It’s too easy to say – oh, that was long ago.
I met Naim when I was asked to join a bunch of poets going up north to read poetry. I brought a few poems with me, but didn’t think Id be asked to read. And there was the new professor Naim introducing the readers with a long speech about co-existence and I had no idea this was the topic for the evening. So I sat there sweating and when it was my turn, read a very personal poem about the gulf war.
XVI
CUSTOM
Tonight we wait for the alarm.
Who wants to get caught in the shower
or the toilet or in the middle of love?
You say, “I’ll wash my hair after
the attack,” and I decide to put off
lacquering my nails, read
short poems about decadence instead
into the night. And it doesn’t come ‑
And we take off our shoes and lie down
fully clothed, alert, prepared
for the sudden race to the shelter.
Even towards morning while the radio clock
shines out 3 and 4, illuminating
the passing minutes, we wait,
remembering the shock of the 7:00 a.m. surprise.

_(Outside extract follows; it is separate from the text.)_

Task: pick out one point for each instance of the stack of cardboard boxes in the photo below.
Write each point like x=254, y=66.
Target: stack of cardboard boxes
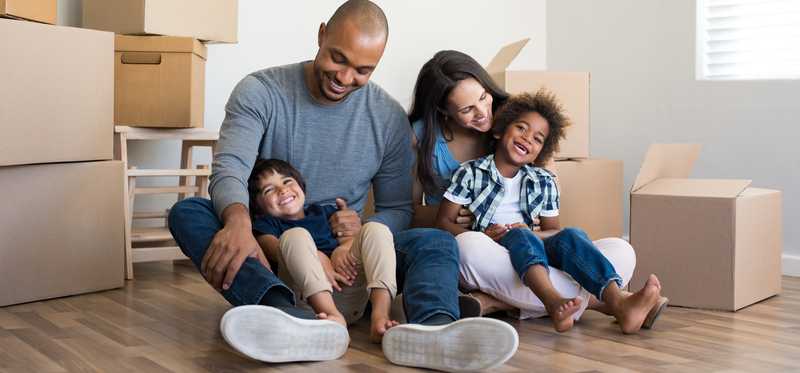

Although I try to weary us with chapters from Jeremiah,
“I need my nightly missile,” you say, “to fall asleep.”
Except for a properly covered school girl, I was the only woman in the room, and I was sure rhe audience would cough and move onto the next poem. But Naim guided a long discussion about how much the personal and private was linked to the subject of coexistence.
That began a long and delicate friendship in which we could relate as souls but not as intimate friends. We translated each others’ poems and appeared together in the Kennedy Center and other places.
Until he was sent to Norway as cultural attache.